Reputation: 1857
My current goal is a little complex, but I'll try and explain it as best as I can. We have a piece of software that has been generating XML logs of all use for the past few months. Someone else has parsed from this data what they deemed necessary for documentation and placed it all into a readable HTML format.
My job is to find a way to link the readable HTML files they generated with a pre-existing Word (.docx) document. I currently have a NAnt script that reads through the directory that contains the logs and creates an XML document with the format:
<root>
<HTML address=...>
<ProductName name=...>
<FunctionName name=...>
</FunctionName>
</ProductName>
</HTML>
</root>
The word document itself contains tables that hold the function names. These tables are underneath headers that contain the product name. I need to wrap a link to the address associated with the function around the function name inside of the table so that someone reading the documentation can easily click on a function name and see the function's documentation.

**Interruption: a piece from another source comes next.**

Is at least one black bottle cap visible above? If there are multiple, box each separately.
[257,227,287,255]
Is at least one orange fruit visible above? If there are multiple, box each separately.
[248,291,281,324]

I have no experience procedurally modifying word documents, so I would really love assistance on this, as it seems like a fairly complex procedure. I can reorder the XML nodes easily, if it would simplify the process in any way.
Things I've researched so far:
Before looking into the formatting of docx, I had wanted to write another script that would simply search for the associated data and then wrap hyperlink tags around it. Unfortunately, once I looked into docx, it seems that the formatting is much more complicated than that.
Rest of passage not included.